Pour la Cour en statuant ainsi, « alors que le MESTA 1200 ETED désigne l’ensemble de l’appareil de contrôle contenant l’antenne MESTA 210C servant à relever la vitesse ou cinémomètre, dûment homologué et annuellement vérifié, la juridiction de proximité a méconnu les textes susvisés et le principe ci-dessus rappelé ».
Si le MESTA 1200 est le nom générique du modèle du cinémomètre, celui-ci peut être utilisé dans différentes conditions et prendre dès lors différentes dénominations commerciales :
Dans un véhicule aménagé : il prend la dénomination de MESTA 1200 ;
Dans une cabine fixe : il prend la dénomination de MESTA 1000
Sur un trépied : il prend la dénomination de MESTA 2000 ;
En surplomb au dessus de la chaussée : il prend la dénomination MESTA 2200 ;
Le contrevenant ne peut en l’absence de précision de l’appareil utilisé vérifier ses conditions d’utilisation par l’agent verbalisateur et s’assurer que la mesure est certaine.

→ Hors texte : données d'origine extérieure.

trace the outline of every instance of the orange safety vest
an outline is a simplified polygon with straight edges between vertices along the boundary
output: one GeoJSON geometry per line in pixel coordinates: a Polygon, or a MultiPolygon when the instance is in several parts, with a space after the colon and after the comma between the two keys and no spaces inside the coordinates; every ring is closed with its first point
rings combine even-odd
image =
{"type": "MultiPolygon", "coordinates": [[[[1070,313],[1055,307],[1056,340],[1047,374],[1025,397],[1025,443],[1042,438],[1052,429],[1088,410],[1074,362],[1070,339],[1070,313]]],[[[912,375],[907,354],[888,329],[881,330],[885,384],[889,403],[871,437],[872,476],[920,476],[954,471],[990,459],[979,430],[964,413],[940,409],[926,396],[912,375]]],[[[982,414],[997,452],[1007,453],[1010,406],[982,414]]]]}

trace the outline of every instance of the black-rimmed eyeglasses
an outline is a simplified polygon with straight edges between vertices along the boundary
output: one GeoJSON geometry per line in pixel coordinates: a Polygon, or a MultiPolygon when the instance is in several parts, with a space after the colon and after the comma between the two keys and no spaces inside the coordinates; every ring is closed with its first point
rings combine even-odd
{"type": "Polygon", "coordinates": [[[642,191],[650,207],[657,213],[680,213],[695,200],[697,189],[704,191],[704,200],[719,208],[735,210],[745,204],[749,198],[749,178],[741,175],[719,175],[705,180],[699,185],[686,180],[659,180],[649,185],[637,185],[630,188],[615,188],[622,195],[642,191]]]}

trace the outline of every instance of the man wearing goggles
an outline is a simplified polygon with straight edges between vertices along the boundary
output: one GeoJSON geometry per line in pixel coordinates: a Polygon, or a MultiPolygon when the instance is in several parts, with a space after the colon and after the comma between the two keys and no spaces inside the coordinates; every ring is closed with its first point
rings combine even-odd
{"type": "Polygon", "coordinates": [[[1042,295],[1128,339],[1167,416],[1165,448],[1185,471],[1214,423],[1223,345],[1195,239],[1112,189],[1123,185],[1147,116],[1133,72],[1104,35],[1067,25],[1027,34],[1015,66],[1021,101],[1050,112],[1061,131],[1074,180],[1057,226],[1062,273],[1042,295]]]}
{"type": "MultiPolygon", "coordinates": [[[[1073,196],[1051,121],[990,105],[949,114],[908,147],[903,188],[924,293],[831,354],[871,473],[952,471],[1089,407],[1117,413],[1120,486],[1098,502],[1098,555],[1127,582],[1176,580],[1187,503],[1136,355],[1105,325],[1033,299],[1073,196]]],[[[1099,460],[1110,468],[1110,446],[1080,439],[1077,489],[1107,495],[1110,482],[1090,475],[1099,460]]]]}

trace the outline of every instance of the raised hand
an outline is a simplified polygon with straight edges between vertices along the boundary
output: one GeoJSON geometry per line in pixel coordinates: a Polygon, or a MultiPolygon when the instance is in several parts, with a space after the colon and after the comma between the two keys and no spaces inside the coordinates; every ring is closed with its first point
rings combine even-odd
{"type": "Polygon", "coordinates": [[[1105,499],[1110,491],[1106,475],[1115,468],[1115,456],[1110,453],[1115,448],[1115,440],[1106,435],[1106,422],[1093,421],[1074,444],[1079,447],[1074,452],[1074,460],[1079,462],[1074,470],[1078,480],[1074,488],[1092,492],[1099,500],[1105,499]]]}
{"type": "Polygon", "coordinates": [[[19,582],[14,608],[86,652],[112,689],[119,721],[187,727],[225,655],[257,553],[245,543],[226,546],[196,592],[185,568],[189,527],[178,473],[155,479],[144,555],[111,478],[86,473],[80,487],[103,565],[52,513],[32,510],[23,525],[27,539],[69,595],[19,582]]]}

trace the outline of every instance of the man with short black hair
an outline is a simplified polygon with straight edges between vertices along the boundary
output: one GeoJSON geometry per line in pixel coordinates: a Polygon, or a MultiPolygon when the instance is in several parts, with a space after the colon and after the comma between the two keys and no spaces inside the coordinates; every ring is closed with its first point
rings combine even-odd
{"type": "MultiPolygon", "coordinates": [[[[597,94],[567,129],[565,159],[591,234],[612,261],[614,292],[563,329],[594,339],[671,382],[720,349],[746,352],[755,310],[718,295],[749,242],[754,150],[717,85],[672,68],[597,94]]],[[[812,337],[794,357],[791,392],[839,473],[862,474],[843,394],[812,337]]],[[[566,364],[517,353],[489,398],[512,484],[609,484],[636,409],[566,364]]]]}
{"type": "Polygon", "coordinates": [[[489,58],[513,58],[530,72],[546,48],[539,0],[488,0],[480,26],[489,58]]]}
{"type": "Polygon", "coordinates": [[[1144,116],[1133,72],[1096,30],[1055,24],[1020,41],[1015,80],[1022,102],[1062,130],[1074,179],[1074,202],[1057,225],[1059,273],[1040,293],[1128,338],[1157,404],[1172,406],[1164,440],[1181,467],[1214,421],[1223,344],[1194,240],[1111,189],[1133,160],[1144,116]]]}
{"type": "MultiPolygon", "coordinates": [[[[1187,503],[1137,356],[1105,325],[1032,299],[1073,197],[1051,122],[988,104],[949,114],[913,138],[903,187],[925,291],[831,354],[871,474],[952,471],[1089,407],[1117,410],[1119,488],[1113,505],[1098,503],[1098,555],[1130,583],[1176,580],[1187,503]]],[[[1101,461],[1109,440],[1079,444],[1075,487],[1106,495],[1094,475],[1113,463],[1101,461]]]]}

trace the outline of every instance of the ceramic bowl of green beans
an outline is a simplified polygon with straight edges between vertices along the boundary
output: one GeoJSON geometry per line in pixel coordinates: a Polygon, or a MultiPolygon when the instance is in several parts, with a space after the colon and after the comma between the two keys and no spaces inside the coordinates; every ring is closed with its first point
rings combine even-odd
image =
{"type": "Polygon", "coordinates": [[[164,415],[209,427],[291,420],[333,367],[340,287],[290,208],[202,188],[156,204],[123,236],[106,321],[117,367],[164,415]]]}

Compte tenu des dernières révélations, et notamment mis en exergue par l’association 40 millions d’automobilistes, pointant divers dysfonctionnement dans l’implantation et l’utilisation des radars cette jurisprudence n’est donc pas satisfaisante.
Elle ne concourt assurément pas à garantir la plénitude d’exercice des droits du contrevenant qui entend avant tout comprendre le fait qui lui est reproché et se prémunir d’une sanction qu’il juge abusive.

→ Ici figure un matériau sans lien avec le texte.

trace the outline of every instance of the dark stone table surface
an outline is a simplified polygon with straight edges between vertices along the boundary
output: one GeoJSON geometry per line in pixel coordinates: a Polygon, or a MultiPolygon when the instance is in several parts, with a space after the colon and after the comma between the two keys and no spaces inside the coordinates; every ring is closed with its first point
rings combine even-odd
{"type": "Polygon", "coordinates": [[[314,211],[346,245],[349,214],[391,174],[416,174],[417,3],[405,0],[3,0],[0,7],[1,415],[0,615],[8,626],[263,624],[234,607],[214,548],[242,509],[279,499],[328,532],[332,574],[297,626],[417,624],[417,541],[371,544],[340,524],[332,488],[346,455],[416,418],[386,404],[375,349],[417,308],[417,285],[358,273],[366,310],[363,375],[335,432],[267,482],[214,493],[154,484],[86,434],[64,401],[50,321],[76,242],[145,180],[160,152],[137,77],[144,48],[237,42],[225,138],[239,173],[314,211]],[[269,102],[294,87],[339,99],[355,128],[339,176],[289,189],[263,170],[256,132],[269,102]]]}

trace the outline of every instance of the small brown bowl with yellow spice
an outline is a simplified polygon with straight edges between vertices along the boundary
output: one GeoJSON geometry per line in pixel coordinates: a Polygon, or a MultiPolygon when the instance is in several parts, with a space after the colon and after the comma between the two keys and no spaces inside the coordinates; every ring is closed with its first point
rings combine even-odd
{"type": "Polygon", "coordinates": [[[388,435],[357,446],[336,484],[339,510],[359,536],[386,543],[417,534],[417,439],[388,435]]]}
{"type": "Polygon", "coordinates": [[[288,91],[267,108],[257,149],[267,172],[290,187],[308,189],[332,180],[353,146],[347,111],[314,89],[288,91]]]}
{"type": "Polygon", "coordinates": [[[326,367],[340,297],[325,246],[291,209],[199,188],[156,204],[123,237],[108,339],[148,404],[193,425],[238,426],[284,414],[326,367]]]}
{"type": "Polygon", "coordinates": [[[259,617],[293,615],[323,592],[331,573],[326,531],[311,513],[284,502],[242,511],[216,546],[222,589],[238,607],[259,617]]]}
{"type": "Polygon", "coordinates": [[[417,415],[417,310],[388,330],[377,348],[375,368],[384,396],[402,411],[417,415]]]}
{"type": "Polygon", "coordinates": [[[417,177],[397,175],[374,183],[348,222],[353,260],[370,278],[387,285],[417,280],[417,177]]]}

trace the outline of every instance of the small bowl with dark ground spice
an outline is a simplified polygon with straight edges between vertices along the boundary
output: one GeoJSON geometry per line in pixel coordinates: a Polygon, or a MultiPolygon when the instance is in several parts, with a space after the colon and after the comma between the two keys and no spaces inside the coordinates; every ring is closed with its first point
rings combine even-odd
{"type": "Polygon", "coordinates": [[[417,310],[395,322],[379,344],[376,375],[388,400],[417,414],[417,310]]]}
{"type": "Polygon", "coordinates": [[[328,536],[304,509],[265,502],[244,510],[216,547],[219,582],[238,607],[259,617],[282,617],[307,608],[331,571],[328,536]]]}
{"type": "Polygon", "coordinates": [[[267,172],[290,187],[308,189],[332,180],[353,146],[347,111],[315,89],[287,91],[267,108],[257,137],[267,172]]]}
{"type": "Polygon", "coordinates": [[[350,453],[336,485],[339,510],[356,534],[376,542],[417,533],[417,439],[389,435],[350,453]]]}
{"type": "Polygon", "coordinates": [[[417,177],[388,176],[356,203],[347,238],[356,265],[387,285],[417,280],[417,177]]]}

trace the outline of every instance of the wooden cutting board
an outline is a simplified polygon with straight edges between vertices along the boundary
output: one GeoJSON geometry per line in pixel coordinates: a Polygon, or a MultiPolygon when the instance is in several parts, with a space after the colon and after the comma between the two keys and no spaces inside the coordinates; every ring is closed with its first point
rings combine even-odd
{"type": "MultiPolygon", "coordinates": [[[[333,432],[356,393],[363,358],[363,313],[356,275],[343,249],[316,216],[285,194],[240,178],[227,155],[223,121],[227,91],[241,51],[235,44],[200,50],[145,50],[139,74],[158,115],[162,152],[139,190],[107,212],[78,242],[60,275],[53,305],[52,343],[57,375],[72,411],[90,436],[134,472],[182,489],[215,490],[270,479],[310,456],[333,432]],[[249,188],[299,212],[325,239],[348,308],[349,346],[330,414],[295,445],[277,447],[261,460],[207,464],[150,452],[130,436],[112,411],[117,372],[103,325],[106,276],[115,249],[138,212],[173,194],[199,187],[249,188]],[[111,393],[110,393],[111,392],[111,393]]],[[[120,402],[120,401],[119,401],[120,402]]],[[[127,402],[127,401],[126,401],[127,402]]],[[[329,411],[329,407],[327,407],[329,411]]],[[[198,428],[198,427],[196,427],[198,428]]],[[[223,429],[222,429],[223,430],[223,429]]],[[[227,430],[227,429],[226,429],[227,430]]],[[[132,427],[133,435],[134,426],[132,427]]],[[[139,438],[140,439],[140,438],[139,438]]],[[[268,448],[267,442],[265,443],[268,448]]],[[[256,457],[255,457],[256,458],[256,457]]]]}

L’enjeu est pourtant de taille. « Les automobilistes doivent respecter scrupuleusement les limitations de vitesse, alors, en contrepartie, on doit pouvoir leur assurer que tout est mis en œuvre pour que les radars automatiques soient fiables", résume Jean Baptiste LE DALL, avocat et membre de ma Commission juridique de l’association précitée.